The Obama campaign has been pressing the issue in recent days, focusing on politically critical states that are among the leaders in wind energy jobs, including Ohio, Colorado and Iowa, all considered up for grabs in 2012.

"It is ironic Mitt Romney's campaign is talking about small business while his policies on the wind energy production tax credit would lead to job losses," former energy Secretary Frederico Pena said on a conference call with reporters Monday.

The Romney campaign made a firm statement against extending the credit on Monday, saying Obama's economic policies have done little to help any American workers, including those in the wind industry, and have resulted in wasted money on questionable green energy projects.

"Mitt Romney believes it is a time for a new approach to ensure our nation's energy independence," said Kate Meriwether, the campaign's Pennsylvania spokeswoman. "He will allow the wind credit to expire, end the stimulus boondoggles, and create a level playing field on which all sources of energy can compete on their merits."

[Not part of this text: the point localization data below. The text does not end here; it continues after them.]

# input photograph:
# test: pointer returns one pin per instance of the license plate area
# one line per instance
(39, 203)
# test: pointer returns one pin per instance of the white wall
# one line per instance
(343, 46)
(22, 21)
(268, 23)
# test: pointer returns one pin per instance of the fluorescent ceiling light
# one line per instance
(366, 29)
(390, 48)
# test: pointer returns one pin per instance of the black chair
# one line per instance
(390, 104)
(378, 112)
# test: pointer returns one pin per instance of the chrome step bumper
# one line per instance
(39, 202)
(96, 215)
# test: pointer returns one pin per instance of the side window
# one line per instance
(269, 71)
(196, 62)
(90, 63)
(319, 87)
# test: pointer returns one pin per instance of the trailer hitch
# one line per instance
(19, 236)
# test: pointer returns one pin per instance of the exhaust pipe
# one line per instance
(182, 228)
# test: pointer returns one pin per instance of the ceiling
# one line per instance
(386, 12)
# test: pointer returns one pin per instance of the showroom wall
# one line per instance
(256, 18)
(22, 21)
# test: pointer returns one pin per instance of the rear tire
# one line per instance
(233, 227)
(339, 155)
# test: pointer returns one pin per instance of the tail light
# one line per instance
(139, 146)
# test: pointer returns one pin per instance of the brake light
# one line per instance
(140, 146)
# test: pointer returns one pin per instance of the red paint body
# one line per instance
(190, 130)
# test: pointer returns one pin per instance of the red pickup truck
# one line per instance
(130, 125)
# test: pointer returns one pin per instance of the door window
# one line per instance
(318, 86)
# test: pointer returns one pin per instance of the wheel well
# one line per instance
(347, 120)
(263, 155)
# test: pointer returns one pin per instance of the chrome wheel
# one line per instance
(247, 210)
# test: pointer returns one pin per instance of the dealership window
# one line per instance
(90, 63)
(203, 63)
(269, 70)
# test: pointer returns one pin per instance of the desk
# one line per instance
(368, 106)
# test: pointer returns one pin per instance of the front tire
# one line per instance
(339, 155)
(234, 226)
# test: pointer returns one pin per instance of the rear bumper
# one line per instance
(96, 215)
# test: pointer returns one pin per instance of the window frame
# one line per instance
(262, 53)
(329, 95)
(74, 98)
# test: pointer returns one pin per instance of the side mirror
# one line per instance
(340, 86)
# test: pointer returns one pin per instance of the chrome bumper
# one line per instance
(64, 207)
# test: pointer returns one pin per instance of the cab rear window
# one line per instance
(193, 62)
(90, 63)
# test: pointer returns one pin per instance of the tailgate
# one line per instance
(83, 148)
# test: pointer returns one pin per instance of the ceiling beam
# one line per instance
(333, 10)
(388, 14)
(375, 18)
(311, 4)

It's a perspective shared by Ken Green, an environmental and energy policy expert at the conservative American Enterprise Institute inWashington, D.C.

If government wants to subsidize energy development, Green said, it should provide an equal subsidy to all forms of energy.

"In the absence of an effort to level those, I think it's generally a bad idea for the government to be picking winning and losing technologies," he said. "There is an argument to be made that what is propping up wind is a bunch of unnatural market subsidies."

The American Wind Energy Association says the credit allows wind energy developers to obtain financing to build new windmills. With the credit in place, wind made up 35 percent of the additional energy capacity added in the U.S. in the last five years, accounting for $15 billion in private investment.

Wind now supplies 2.9 percent of the country's energy, and the credit would help the U.S. keep pace with China, which has been aggressively investing in alternative energy, according to the association.

But supporters have been unable to get a vote on the credit on its own, and the issue is now caught up in the overall debate over income tax rates set to expire at the end of the year. In March the Senate defeated a measure to extend it and other energy production tax breaks.

U.S. Sen. Bob Casey, D-Pa., voted for the amendment. U.S. Sen. Pat Toomey, R-Pa., voted against it.

"[Toomey] supports comprehensive tax reforms that would largely rid our tax code of complex credits and loopholes while lowering rates across the board for every American," spokeswoman Rebecca Neal said.

The credit last expired in 2004, only to be reauthorized retroactively in October of that year. The result in that year was a 77 percent decline in wind installations, according to the American Wind Energy Association.

Windkits' Schwartz, who started his business in 2003, is hoping to avoid a repeat.

"It would be crazy," he said.

scott.kraus@mcall.com

610-820-6745

Both Sides Now

For extending the wind energy tax credit:

Would help the U.S. continue to increase its production of wind energy and manufacturing, creating jobs and producing clean energy.

Against extending the wind energy tax credit:

Such credits are costly and distort the market by propping up unprofitable forms of energy, which should compete on a level playing field.